1-Classical prostate biopsy (systematic biopsy): This type of prostate biopsy is classically performed under the guidance of transrectal ultrasonography in areas close to the peripheral zone where cancer is frequently seen in the prostate. It refers to the biopsy taken from 12 quadrants on the right and left side, systematically, regardless of target, and is still very commonly performed by a urologist. Before this type of biopsy, a biopsy decision is made after multiparametric prostate MRI and other examinations are performed.
2-Fusion biopsy: Multiparametric prostate MRI is performed on patients before the biopsy.

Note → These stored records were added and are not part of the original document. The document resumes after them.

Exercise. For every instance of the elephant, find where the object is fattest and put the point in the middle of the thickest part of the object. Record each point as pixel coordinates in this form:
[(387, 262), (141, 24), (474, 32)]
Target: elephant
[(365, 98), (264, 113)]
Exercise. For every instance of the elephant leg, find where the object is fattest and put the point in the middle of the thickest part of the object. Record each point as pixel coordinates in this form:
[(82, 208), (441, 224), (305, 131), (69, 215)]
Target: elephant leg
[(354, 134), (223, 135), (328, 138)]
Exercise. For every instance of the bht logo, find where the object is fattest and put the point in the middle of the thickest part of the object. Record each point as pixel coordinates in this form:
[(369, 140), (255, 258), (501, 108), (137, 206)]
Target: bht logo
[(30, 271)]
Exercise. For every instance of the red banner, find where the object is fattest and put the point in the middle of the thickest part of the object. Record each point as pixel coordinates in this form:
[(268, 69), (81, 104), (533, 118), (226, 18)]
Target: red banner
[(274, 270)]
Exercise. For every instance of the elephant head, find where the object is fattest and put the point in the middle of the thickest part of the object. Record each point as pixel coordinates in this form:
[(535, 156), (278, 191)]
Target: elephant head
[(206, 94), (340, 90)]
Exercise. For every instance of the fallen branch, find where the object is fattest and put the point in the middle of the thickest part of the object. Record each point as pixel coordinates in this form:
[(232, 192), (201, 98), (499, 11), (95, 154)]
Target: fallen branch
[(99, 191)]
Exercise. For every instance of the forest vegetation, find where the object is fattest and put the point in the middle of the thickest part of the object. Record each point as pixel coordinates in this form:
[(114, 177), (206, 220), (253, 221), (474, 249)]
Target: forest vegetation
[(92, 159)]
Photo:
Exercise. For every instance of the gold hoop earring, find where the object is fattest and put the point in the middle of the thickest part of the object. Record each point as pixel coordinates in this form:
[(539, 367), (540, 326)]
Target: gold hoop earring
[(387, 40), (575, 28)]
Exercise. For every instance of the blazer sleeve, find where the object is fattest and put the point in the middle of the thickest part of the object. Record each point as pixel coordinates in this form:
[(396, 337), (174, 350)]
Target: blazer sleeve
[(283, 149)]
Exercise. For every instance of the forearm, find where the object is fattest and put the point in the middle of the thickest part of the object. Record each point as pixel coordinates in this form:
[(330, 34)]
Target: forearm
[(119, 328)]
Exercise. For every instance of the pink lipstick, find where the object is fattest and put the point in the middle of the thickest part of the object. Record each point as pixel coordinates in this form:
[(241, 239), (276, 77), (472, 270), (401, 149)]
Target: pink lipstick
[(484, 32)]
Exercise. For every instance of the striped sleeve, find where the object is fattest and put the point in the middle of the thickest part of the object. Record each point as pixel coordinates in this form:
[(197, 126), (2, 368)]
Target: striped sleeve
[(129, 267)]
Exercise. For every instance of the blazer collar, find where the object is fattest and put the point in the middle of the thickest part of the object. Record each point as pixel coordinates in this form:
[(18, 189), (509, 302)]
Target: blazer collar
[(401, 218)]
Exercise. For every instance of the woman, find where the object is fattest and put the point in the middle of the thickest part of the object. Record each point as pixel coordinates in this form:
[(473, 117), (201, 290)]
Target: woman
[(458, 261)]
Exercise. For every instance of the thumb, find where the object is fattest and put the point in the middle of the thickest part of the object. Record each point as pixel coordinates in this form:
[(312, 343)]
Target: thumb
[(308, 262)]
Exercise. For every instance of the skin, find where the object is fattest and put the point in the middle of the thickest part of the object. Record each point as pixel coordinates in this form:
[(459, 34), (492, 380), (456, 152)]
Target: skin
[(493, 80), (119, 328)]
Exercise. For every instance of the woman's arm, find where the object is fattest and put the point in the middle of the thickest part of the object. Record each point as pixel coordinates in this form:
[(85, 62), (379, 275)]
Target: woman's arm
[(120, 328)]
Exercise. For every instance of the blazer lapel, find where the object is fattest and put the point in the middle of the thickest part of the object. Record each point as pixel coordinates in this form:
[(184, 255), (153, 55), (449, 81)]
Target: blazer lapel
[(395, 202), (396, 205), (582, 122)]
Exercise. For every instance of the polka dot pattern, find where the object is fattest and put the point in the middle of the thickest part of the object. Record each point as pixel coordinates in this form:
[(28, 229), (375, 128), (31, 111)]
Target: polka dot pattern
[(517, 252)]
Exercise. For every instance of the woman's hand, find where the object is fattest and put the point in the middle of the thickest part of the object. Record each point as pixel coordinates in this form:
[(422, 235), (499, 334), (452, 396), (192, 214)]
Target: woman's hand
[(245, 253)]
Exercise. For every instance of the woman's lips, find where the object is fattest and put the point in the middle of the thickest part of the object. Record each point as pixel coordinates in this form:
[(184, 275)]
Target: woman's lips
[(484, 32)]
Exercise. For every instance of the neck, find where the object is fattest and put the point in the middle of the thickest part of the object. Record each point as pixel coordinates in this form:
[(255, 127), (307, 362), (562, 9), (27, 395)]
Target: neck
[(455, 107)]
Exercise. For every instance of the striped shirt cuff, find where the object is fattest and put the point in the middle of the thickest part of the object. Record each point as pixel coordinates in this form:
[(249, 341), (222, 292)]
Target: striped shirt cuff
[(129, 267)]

From the images in the MRI, areas suspicious for high-risk and clinically important prostate cancer (PIRADS Category 3, 4 and so on) are determined and marked by the radiologist on the MRI images, and then the second stage is started. At this stage, an ultrasound probe is placed in the perineum or rectum region, preferably under general anesthesia or sedation, and ultrasound and MRI images are matched, and a sufficient number and quantity of biopsies are performed from these foci with millimetric precision. After the fusion biopsy is performed, systemic biopsy can be performed in the same session, if desired.
Comparison of fusion and classical prostate biopsy: In fact, they should not be considered as alternative methods to each other. While biopsy samples are taken from systematic standard areas (close to the peripheral zone) under the guidance of transrectal ultrasound with the classical method, fusion biopsy is multiparametric. High-risk areas on MRI are marked and matched with real-time ultrasound images, directing the biopsy needle directly to foci of suspected cancer.
FUSION PROSTATE BIOPSY APPLICATION: Prostate biopsy, urology and radiologists together. After the radiologist marks areas suspicious for cancer on MRI images  ; These images are uploaded to the system of the fusion prostate biopsy device and the images are matched and biopsies are performed from these areas with targeted millimetric precision via transrectal or perineal route
There are 3 different techniques of fusion biopsy:
1- Biopsy under MRI: A biopsy can be taken from high-risk areas detected by MRI with great accuracy. It is possible to perform classical-systematic prostate biopsy not only from the areas determined by MRI but also in the same session.
2-Cognitive MRI biopsy:It is a method of taking biopsy samples from the determined areas under transrectal USG guidance, keeping in mind the specialist who will perform the prostate biopsy in the high-risk areas of the MRI.
3-Software-assisted real MRI-Ultrasound Fusion biopsy: After marking areas suspicious for cancer on the MRI images, these images are uploaded to the system of the fusion prostate biopsy device and the images are matched by the software, the ultrasound probe When it is moved around the prostate, the fusion software shifts the overlapped MR image accordingly and a detailed 3D ultrasonography + MR image is provided. In the combined image, the biopsy needles are directed to the lesion to be sampled with millimetric precision towards the target and a sufficient number of samples are made.
IN CONCLUSION:
It is extremely important to perform multiparametric MRI examination before biopsy in patients with clinical suspicion of prostate cancer.